Mais attention, cette mue prévisible de l’industrie pharmaceutique dans le futur devrait conduire également à une mutation profonde de la distribution, avec la naissance de réseaux de distribution plus sophistiqués et directement destinés aux patients, au détriment des grossistes et des officinaux.
Pour accélérer à moindres frais la mise sur le marché de médicaments efficaces, les laboratoires devront condenser leurs processus de recherche et les organiser de telle sorte que les résultats soient disponibles bien plus tôt. Une solution consiste à déplacer la recherche d’in vitro à in silico, c’est-à-dire à remplacer l’éprouvette par l’ordinateur. Des équipes d’industriels, de scientifiques et techniciens créeront des modèles humains virtuels pour simuler à l’aide du modèle informatique les effets des médicaments et les évolutions physiologiques qui en découleront. Ainsi, le processus de recherche passera de sept à cinq étapes.
(1) « Pharma 2020 : La vision – Quelle voie prendrez-vous ? ».
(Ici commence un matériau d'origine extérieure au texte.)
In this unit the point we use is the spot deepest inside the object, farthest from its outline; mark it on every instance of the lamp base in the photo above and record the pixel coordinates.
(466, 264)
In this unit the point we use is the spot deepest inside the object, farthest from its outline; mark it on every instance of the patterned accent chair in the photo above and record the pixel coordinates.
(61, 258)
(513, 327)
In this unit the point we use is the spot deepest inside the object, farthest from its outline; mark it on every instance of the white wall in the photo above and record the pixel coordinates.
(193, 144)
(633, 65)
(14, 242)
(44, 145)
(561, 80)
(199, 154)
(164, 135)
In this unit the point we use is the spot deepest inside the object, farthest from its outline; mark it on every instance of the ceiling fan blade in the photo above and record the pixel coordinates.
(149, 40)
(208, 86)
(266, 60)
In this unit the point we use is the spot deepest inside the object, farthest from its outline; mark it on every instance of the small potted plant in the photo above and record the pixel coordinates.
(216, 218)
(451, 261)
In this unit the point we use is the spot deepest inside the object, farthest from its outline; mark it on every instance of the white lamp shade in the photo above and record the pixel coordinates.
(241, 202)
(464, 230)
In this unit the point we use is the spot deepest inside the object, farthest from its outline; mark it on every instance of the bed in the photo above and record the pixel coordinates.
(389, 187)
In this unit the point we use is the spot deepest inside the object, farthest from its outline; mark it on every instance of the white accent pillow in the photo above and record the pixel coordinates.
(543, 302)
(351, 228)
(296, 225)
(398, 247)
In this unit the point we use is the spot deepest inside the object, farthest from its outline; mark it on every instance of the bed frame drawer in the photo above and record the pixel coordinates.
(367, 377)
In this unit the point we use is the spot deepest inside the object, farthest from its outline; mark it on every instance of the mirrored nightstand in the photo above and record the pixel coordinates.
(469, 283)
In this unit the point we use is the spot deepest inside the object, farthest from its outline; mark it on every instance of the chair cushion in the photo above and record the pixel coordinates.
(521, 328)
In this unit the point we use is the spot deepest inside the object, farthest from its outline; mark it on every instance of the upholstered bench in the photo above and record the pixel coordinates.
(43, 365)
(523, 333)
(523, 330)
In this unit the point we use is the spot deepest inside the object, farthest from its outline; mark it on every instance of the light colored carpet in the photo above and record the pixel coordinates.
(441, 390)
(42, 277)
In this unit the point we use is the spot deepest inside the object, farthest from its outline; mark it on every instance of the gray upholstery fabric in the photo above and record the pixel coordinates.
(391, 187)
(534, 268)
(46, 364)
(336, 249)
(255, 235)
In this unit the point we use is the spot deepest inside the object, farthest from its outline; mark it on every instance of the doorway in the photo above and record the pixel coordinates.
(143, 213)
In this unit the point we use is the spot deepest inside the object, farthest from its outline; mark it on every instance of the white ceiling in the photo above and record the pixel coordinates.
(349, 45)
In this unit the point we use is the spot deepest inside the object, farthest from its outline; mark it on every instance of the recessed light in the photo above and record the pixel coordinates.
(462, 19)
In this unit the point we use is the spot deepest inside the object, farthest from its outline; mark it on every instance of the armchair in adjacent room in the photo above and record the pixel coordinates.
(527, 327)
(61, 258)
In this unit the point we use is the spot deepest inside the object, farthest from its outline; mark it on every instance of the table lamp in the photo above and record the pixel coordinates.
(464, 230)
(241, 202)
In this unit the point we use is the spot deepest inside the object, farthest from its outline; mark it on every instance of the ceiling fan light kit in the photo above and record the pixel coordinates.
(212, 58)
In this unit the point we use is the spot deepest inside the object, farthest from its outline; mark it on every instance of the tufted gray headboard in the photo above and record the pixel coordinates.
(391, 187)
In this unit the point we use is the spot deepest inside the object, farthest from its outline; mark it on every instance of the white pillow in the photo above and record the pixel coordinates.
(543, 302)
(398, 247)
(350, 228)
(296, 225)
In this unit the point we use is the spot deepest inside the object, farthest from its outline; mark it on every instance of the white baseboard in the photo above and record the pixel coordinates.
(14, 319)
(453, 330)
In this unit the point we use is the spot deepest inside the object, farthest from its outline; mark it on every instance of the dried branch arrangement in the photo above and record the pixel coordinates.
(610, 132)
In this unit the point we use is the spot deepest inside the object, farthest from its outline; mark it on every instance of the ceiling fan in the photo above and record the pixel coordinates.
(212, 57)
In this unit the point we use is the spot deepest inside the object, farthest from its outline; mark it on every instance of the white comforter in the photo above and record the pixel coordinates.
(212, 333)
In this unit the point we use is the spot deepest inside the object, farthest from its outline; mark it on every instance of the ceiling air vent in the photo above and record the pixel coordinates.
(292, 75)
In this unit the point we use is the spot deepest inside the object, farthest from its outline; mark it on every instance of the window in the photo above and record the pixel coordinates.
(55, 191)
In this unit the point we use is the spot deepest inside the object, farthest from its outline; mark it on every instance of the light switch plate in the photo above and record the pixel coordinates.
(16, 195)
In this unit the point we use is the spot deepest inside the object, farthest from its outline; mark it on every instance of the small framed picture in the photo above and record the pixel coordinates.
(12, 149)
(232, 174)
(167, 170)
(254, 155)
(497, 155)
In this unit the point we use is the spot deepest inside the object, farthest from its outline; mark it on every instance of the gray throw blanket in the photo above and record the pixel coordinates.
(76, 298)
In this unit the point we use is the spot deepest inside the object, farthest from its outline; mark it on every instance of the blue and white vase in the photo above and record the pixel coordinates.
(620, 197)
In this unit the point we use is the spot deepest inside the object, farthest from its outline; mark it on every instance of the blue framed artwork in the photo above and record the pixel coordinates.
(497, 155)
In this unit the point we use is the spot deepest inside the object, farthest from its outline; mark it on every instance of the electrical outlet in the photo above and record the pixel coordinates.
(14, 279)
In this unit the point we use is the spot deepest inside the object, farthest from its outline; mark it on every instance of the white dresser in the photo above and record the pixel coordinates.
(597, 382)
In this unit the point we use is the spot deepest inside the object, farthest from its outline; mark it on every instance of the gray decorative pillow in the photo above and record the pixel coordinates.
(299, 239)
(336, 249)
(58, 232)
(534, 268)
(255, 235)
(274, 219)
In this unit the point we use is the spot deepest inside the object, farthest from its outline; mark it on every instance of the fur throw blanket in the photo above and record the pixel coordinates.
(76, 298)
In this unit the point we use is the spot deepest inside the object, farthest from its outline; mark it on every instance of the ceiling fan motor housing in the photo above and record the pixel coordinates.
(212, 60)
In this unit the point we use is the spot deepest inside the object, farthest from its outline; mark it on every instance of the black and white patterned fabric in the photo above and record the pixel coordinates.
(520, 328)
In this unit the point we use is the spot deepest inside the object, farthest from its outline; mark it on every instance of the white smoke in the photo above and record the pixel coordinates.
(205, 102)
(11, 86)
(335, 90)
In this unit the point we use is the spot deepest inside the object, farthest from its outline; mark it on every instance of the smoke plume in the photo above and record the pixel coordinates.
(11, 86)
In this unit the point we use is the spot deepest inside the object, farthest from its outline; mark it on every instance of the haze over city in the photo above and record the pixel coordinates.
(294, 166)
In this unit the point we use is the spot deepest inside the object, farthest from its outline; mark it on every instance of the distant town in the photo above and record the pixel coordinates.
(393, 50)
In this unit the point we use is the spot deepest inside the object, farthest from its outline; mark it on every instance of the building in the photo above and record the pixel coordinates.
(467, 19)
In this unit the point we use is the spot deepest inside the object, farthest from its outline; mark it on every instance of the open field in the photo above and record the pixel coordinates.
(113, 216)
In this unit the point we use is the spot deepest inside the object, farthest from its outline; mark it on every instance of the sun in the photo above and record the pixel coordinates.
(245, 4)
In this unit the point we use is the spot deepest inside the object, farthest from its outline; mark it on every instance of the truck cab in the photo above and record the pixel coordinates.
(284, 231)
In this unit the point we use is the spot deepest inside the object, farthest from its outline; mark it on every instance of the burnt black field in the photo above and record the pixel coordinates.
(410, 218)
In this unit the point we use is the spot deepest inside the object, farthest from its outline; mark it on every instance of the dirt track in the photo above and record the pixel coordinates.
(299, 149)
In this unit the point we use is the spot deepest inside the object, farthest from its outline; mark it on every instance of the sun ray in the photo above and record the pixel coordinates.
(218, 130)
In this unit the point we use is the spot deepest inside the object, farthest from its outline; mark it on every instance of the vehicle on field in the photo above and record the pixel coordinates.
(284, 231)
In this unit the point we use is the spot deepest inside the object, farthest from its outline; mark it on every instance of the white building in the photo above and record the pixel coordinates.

(2) « Pharma 2020 : la R & D virtuelle – Quelle voie prendrez-vous ?
90 % de casse !
Selon l’étude 2008 de PricewaterhouseCoopers, seule une molécule sur les dix qui entrent en phase de développement préclinique est mise sur le marché. Ce qui explique que les coûts de R & D soient si élevés. Le coût moyen pour produire un nouveau médicament serait en effet de 868 millions de dollars (et au-delà du milliard pour un médicament destiné à la sphère respiratoire, neurologique ou musculosquelettique). Celui d’un projet de R & D, en tenant compte du taux d’abandon, coûte, lui, en moyenne 454 millions.
Anne-Christine Marie, PricewaterhouseCoopers
Au cours de la prochaine décennie, les priorités d’investissements devront être portées davantage sur la recherche et moins sur la vente et le marketing.
Comment éviter les fausses pistes
La recherche coûte très cher, qui plus est si elle ne mène à rien ! Pour limiter les fausses pistes, ICDD a mis au point un outil de « toxicologie prédictive ». Cette société propose en effet aux laboratoires pharmaceutiques de détecter et d’évaluer très en amont les risques potentiels d’effets secondaires ou toxiques sur l’être humain d’un candidat médicament.
Cet outil, baptisé Mitostream, analyse le comportement des mitochondries, là où ont lieu les réactions chimiques qui produisent l’énergie nécessaire à la vie cellulaire. Pour Nathalie Compagnone, dirigeante d’ICDD, « cette technologie, peu coûteuse, est totalement reproductible dans une grande diversité de domaines thérapeutiques comme le cancer, les maladies cardiovasculaires, celles du système nerveux ou encore des muscles ». Selon elle, un tel outil pourrait permettre à un industriel de réduire les coûts de développement d’un médicament« jusqu’à 75 %.